# Timed Coffee Machine



## chew (Nov 9, 2008)

I'm looking for a timed coffee machine to sit by my bedside that will make 1-2 cups of coffee at a set time.

My parents used to have one a long time ago that did just that. It had a light, a clock and an alarm. They woke up to a ready made cup without getting out of bed

The coffee only needs to be instant (I'm actually not a big coffee drinker).

Any ideas greatly appreciated.

(Preferably a really basic / quiet / easy to maintain machine.)


----------



## Glenn (Jun 14, 2008)

Welcome to Coffee Forums UK

It sounds like you need one of these (link to manufacturer here)

The coffee produced is a lot better than instant, using either preground - or you can grind your own the night before - which really has a similar effect.

These ,machines are easy to use and can be washed throughoughly to remove any buildup of coffee oils

The smell will certainly wake you up too.


----------



## chew (Nov 9, 2008)

Thanks Glenn,

That looks fantastic. I think I'll get one.
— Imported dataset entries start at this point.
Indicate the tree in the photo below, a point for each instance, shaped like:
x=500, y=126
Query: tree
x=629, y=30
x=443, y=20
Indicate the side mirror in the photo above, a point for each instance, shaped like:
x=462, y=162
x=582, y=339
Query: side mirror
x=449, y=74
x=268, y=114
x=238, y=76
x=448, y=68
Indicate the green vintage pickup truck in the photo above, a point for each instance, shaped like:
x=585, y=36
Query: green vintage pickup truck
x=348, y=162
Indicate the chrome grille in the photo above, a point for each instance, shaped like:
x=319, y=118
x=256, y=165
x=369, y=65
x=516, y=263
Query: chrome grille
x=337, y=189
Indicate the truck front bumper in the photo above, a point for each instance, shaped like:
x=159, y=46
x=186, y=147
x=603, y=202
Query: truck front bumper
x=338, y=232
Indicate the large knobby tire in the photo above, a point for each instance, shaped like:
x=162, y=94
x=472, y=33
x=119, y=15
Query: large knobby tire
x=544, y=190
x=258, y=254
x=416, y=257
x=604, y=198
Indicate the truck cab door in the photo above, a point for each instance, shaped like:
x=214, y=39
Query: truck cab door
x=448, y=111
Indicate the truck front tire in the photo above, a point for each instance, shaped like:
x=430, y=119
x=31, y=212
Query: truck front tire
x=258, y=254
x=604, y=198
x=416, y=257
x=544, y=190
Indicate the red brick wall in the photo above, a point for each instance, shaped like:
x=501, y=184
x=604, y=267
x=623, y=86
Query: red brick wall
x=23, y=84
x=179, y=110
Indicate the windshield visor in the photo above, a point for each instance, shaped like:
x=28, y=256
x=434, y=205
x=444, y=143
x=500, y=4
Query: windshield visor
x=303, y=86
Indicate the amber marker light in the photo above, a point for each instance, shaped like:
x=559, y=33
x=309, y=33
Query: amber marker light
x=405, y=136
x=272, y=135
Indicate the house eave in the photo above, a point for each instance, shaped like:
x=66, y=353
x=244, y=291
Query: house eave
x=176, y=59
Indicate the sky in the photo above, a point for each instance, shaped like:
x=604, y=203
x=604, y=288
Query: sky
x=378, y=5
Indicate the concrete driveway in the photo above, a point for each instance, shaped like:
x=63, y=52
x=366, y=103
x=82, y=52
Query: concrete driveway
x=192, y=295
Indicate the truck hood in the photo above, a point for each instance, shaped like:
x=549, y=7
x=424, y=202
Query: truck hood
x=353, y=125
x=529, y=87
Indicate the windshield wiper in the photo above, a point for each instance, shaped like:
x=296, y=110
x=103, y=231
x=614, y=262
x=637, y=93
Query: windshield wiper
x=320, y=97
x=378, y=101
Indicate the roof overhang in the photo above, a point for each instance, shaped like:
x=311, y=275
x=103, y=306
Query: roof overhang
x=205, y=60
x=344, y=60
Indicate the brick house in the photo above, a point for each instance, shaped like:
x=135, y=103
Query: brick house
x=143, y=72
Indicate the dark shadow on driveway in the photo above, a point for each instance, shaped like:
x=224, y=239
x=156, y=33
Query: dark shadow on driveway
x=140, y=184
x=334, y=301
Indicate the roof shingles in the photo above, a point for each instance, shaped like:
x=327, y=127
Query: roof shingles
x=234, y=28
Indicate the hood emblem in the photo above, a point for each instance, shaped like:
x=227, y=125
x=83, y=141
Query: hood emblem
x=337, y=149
I was really only looking for a cheap instant coffee maker. I actually just ordered a small vacuum flask to see if it would keep a coffee hot enough overnight.


----------



## BarryNorton (Nov 25, 2008)

Maybe too late, but another alternative is the Cuisinart DGB900BCU, which has a built-in burr grinder:

http://www.amazon.co.uk/Cuisinart-DGB900BCU-Grind-Coffee-Maker/dp/B00155PUQ8/ref=sr_1_1/276-3193477-5038622?ie=UTF8&qid=1227613839&sr=8-1

The old models got mixed reviews, but I'd be kind of interested in how this does. One advantage over the Bialetti is keeping the coffee warmer longer (though not a good thing, in itself, it might help if you're as bad at getting up as I am!)


----------